Novel Cardiac Microimpedance Measurement Strategies

Dr. Andrew E. Pollard
University of Alabama Birmingham
Monday, September 19
4:00 - 5:00 pm
SEH Lehman Auditorium, 2000B



Gap junction uncoupling and interstitial fibrosis are commonly identified contributors to cardiac arrhythmia initiation and maintenance. Uncoupling slows conduction velocity and promotes dispersion of repolarization. Fibrosis limits lateral myocyte connectivity, which promotes nonuniform action potential propagation. While it is presumed that these changes occur because the intracellular and interstitial electrical impedances on the size scale of individual myocytes, i.e., the cardiac microimpedances are altered, direct measurements to confirm this presumption, are limited. Traditional approaches to making such measurements require multiple transmembrane potential recordings in close proximity to a stimulating electrode, which is technically challenging in heart preparations because vigorous contractions complicate controlled microelectrode impalements. We have developed an approach that allows directional intracellular and interstitial microimpedance measurements to be obtained without any intracellular access required. The approach involves stimulation and recording in 4-electrode configurations with individual electrodes sufficiently close to confine the supplied current to the interstitium.
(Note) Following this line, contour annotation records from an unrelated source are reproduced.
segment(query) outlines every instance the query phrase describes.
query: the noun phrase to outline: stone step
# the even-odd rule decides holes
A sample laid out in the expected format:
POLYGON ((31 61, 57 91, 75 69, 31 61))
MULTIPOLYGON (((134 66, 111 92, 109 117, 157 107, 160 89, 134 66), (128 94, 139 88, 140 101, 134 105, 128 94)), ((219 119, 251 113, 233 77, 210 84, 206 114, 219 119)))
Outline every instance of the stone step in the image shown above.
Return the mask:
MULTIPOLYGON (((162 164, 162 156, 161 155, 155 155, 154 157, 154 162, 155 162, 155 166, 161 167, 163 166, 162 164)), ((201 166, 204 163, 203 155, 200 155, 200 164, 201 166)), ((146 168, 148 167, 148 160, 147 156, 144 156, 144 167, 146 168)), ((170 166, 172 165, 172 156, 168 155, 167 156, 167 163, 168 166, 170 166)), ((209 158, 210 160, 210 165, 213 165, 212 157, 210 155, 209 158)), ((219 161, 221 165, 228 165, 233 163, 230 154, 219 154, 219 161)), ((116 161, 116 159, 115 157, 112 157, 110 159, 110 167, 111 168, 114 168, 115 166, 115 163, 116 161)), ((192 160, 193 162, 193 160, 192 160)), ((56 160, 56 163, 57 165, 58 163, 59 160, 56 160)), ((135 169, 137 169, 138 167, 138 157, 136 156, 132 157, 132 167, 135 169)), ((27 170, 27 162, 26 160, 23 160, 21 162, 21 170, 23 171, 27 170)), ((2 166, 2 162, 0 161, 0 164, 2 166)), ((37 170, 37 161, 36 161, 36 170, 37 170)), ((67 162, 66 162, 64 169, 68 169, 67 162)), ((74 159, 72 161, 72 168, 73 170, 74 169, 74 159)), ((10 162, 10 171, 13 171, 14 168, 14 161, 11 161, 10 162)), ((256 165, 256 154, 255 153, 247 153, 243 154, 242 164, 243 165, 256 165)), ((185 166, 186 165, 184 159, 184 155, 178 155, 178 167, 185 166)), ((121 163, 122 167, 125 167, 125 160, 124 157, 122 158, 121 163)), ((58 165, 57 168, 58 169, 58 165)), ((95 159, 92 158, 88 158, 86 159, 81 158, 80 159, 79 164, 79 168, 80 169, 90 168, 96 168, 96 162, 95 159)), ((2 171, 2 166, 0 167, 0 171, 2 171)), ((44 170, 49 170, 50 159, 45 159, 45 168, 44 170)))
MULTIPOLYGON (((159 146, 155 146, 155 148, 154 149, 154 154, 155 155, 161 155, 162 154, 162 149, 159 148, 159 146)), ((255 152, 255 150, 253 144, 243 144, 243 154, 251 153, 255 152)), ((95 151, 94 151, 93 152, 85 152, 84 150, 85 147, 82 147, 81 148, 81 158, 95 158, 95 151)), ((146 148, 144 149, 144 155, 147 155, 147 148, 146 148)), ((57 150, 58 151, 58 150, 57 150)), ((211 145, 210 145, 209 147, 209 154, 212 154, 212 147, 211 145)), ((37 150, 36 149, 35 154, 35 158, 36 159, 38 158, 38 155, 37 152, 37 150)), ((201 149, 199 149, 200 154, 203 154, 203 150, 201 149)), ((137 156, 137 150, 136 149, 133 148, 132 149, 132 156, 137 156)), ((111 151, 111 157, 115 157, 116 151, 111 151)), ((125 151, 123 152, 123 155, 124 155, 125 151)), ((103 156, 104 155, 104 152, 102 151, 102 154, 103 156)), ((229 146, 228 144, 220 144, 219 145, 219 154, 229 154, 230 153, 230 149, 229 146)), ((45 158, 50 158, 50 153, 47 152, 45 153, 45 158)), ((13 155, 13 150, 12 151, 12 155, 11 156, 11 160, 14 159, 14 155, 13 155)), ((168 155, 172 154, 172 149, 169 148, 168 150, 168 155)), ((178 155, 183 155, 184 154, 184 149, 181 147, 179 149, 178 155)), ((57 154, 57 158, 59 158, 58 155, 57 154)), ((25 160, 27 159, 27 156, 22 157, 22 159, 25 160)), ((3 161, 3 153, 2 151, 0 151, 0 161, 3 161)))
With increasing stimulation frequency, supplied current then redistributes to the intracellular compartment. Implementation involves integrated use of specialized electrode systems to achieve the necessary precision for stimulation and recording and detailed computer modeling with structural frameworks specific to the type of tissue preparation under study for interpretation of recordings.



Andrew E. Pollard received the B.S., M.S., and Ph.D. degrees in Biomedical Engineering from Duke University, Durham, NC in 1983, 1985 and 1988, respectively. He is a Professor of Biomedical Engineering at the University of Alabama at Birmingham and a member of the Cardiac Rhythm Management Laboratory. Dr. Pollard's primary research interests are in the study of cardiac arrhythmias, with particular emphasis on numerical modeling and experimental mapping.